Sensory information, what your brain tells you about the world, is one of the things that I find most fascinating about Noa Kaiba. What must it be like, I find myself wondering, to have spent more than half one's life in a false world? In the Matrix?

What would be important to you? What would matter most?

I think, for Noa, what matters most is . . . warmth.

In all its meanings.


.


"What's the most surprising thing you've learned about the world? You know, now that you're back in it, I mean. If you had to pick one thing you have a new perspective on, what would it be?"

Noa thought long and hard on this question. He paid close attention to everything Ryo said, and particularly to any questions he asked, because they just seemed to carry more weight; more than the questions of other people, anyway. He didn't understand why that was.

Kisara would have been able to tell him. "You are smitten," she would say, in that airy way she had that made it seem like this wasn't the only reality she existed in.

In the end, it didn't much matter why he cared so much about Ryo's questions.

Only that he cared.

Noa finally said: "It's warm."

Ryo eyed him suspiciously, like he was wondering whether Noa was mocking him, but didn't say anything.

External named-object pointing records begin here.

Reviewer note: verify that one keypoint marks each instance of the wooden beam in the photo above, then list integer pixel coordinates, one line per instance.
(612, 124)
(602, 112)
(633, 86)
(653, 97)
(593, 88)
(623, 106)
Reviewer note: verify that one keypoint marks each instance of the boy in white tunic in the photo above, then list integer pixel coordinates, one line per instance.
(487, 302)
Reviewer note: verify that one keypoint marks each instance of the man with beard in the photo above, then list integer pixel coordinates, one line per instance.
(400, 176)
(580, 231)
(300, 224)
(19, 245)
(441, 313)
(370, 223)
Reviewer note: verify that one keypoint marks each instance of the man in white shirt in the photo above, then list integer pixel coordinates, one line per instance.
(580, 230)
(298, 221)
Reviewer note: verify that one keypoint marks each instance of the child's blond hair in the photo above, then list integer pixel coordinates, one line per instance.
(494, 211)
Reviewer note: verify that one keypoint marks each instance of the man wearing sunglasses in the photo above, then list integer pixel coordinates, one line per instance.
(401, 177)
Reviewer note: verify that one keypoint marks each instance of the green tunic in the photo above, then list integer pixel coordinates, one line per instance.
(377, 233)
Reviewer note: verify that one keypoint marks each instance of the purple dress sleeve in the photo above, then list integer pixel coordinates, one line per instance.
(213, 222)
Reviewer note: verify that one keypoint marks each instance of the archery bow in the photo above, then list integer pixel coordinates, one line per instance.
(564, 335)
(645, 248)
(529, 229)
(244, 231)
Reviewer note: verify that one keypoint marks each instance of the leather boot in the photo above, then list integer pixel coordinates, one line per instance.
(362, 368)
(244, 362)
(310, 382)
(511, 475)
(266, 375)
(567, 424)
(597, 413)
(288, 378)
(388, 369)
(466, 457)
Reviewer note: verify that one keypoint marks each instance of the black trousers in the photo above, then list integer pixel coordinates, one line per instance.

"When I think back on my life before," Noa went on, staring off at nothing, "all I remember is cold. Not, like, winter cold. Not blizzard cold or trapped-in-a-river-current cold. I mean, like . . . metal. Cold the way a laboratory is. Clinical. You know some classrooms where the air is kept at 65 degrees because it's supposed to keep people alert? Cold like that."

Ryo frowned thoughtfully; his brow furrowed. "The kind of cold that saps your strength," he said slowly. "The kind of cold you can't fight. It sneaks into you, settles in like it belongs there. By the time you notice it, it's too late. You're already a dead man."

Noa nodded. "Yes. Yes, exactly." He hummed low in his throat. "I don't even know for sure if I'm remembering anything. It might be . . . well, I'm not sure, actually. I don't know." He shook his head. "Reality made no sense in that machine. The only thing I understand anymore, the only thing that clicks for me about the time I spent there, is that it was cold."

Noa reached out and brushed his fingers against Noa's arm. "I'm sorry," he murmured. "I didn't mean to . . . bring up painful memories. I shouldn't have asked."

"No, no." Noa waved a dismissive hand. "It's okay. It's just . . . when I first woke up in this body, and I realized that my old life was buried. I couldn't help but marvel at how warm it was. Especially when Mokuba and Aniki led me outside the hospital for the first time, and I was in the open air, after . . . what, eleven years? Twelve?"

Ryo smiled. "That must have been a very special day," he said.

"It's my birthday," Noa said. "I decided that. When we started setting out my identity, getting all the paperwork started. Nobody knew if I was telling the truth about when I was born, after all. Chichiue kept me as close to the chest as he could. I'm not even sure if I ever had a Social Security number. Hell, Mokuba showed me his school ID once. Found it in an old backpack or something. I never even had anything like that."

"It's like you were a ghost, haunting the world."

"Yeah. But not anymore."

Ryo's smile widened. "Not anymore," he said. "You're too warm."